Is that basically all you have to do or am I missing something?


----------



## briteday (Feb 10, 2007)

Get your puppy used to having its feet touched by rubbing them when you are sitting around with him on your lap. It will make nail trimming easier. 

Trimming white nails is pretty easy because you can see the blood vessel inside. Black nails are harder. In any case, have your vet office show you how a time or two until you feel comfortable doing it yourself.


----------



## Durbkat (Jun 26, 2007)

Yea, when I take it to the vet for a exam I'm gonna ask him or her if they can show me how to trim the nails.


----------



## briteday (Feb 10, 2007)

When you buy the nail trimmers (guillotine style is best, scissor type are ok) also buy some powder to stop bleeding if you hit the blood vessel. It's usually called something like Kwik Stop. If you cut the blood vessel then you need to wipe it off best you can and put a pinch of the powder on the cut. Most of the powders also have a little numbing product in them so they help stop the pain as well. The powder is usually yellow and stains anything it touches. There is also a nerve that runs along the blood vessel and extends 1-2 mm beyond the blood vessel. So you don't want to go right down to the tip of the quick when you cut. Stay a bit back.


----------



## briteday (Feb 10, 2007)

Another good distraction is smearing peanut butter in the roof of their mouth. They get so distracted with getting the peanut butter that they barely notice what you are doing.


----------



## Durbkat (Jun 26, 2007)

Can you put regular peanut butter on the roof of their mouth or does it have to be a special kind?


----------



## terrier terror (Dec 27, 2006)

I love dremels VS clippers - so much easier to trim the nail and most dogs seem to prefer it. The only downside I have with it is that white hair from the LWD seem to get stuck in it (I never notice until I'm done - it doesn't do any harm to the coat or the dremel but it still gets annoying).


----------



## briteday (Feb 10, 2007)

regular generic peanut butter is fine, and great for stuffing kong toys too!

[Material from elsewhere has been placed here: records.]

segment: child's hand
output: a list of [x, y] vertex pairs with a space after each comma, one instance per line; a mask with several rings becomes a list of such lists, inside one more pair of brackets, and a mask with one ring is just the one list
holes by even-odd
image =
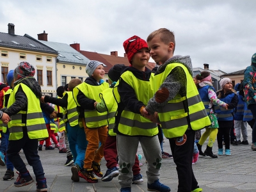
[[154, 115], [150, 115], [150, 120], [153, 123], [157, 124], [158, 122], [158, 113], [157, 113], [157, 112], [155, 112], [154, 113]]
[[11, 118], [10, 118], [9, 115], [8, 115], [7, 113], [3, 113], [3, 116], [1, 118], [1, 120], [4, 124], [7, 124], [8, 122], [11, 120]]
[[147, 111], [145, 108], [142, 108], [140, 113], [143, 116], [149, 119], [150, 118], [150, 115]]
[[42, 96], [41, 98], [40, 98], [40, 102], [42, 102], [42, 103], [45, 103], [44, 97], [45, 97], [45, 96]]
[[58, 111], [53, 111], [52, 113], [50, 114], [50, 117], [51, 118], [55, 118], [58, 117]]
[[94, 108], [95, 108], [95, 109], [96, 109], [97, 104], [97, 101], [95, 101], [95, 102], [94, 102]]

I also dremel my dogs nails. But I started out clipping them. Maybe a local groomer can show you the techniques of both before you decide to purchase anything.


----------



## Durbkat (Jun 26, 2007)

Thanks!  

I know this is off topic but how do you recommend me stuffing a kong toy? Do I just put some kibble in it then cover the opening with peanut butter?


----------



## Jen D (Apr 23, 2007)

That will work with a Kong and I also had a good tip on here from another person that you can also freeze them so it will last longer if you go somewhere. I put peanut butter on the roof of my dogs mouths every day with a vitamin in there, they love it and it is so funny to watch them lick it off.


----------



## beaglesarethebestdogs311 (Jul 5, 2007)

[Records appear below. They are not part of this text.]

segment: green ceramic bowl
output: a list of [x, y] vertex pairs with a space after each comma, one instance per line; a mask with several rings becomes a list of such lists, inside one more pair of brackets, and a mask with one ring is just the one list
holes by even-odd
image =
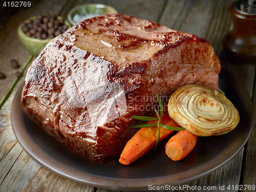
[[72, 25], [87, 18], [104, 15], [108, 13], [117, 13], [112, 7], [103, 4], [84, 4], [75, 7], [68, 14], [68, 20]]
[[[30, 19], [33, 20], [36, 18], [36, 16], [32, 17], [30, 18]], [[63, 19], [62, 17], [60, 16], [57, 16], [57, 18], [58, 19]], [[69, 28], [71, 27], [71, 25], [67, 20], [65, 20], [64, 23], [69, 27]], [[45, 47], [46, 47], [46, 45], [53, 39], [53, 38], [47, 39], [38, 39], [31, 37], [27, 35], [22, 31], [21, 24], [18, 28], [18, 36], [22, 45], [26, 49], [27, 49], [29, 53], [35, 56], [37, 56], [44, 49]]]

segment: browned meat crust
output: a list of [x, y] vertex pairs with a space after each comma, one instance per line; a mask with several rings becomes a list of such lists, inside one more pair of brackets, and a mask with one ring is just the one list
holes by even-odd
[[131, 16], [89, 18], [34, 61], [22, 107], [70, 149], [108, 162], [134, 134], [131, 116], [150, 113], [155, 94], [191, 83], [217, 89], [221, 66], [212, 49], [202, 38]]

I trim my dog's nails by giving her a dog treat, then I love on her, I would do anything to make her feel relaxed and easy-going. Then I trim her nails.


----------



## Durbkat (Jun 26, 2007)

Jen D said:


> That will work with a Kong and I also had a good tip on here from another person that you can also freeze them so it will last longer if you go somewhere. I put peanut butter on the roof of my dogs mouths every day with a vitamin in there, they love it and it is so funny to watch them lick it off.


He doesn't get constipated from the peanut butter? My grandma seemed to think that.


----------



## TheChinClique (Jul 6, 2007)

A bit of peanut butter is totally fine for dogs. I'm not sure I would give any to a puppy, though. They're a little too sensitive at that young age IMO. 

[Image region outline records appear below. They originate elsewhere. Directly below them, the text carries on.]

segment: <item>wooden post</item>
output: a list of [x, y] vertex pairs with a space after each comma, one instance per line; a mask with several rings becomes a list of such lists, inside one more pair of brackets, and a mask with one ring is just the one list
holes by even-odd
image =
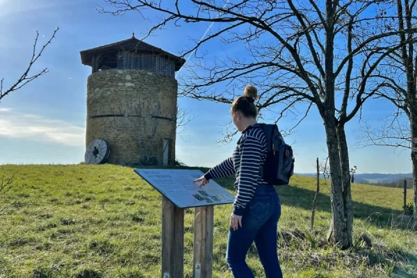
[[184, 210], [162, 197], [162, 278], [184, 273]]
[[316, 208], [317, 208], [317, 197], [320, 192], [320, 165], [318, 164], [318, 157], [316, 161], [316, 163], [317, 165], [317, 185], [314, 200], [313, 200], [313, 208], [311, 208], [311, 229], [314, 227], [314, 216], [316, 215]]
[[404, 179], [404, 211], [407, 206], [407, 179]]
[[211, 278], [214, 206], [197, 207], [194, 215], [193, 277]]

I have never had any luck in clipping my dog's nails. I have the vet trim them while I'm there (free of charge) and if they need to be done when I'm not at the vet, I take them to a groomer and get not only the nails, but the whole works done. Truth be told, I don't need to get them trimmed often. They really seem to wear them down just be walking around/running around outside. 

Good luck though...maybe your little one will be easier to trim than mine are! Oh, and be sure not to clip anywhere near the "pink part" of the nail...it'll make your dog's nails bleed.


----------



## Durbkat (Jun 26, 2007)

Well I just got the vet to do it and he used regular human clippers since they were so long.


----------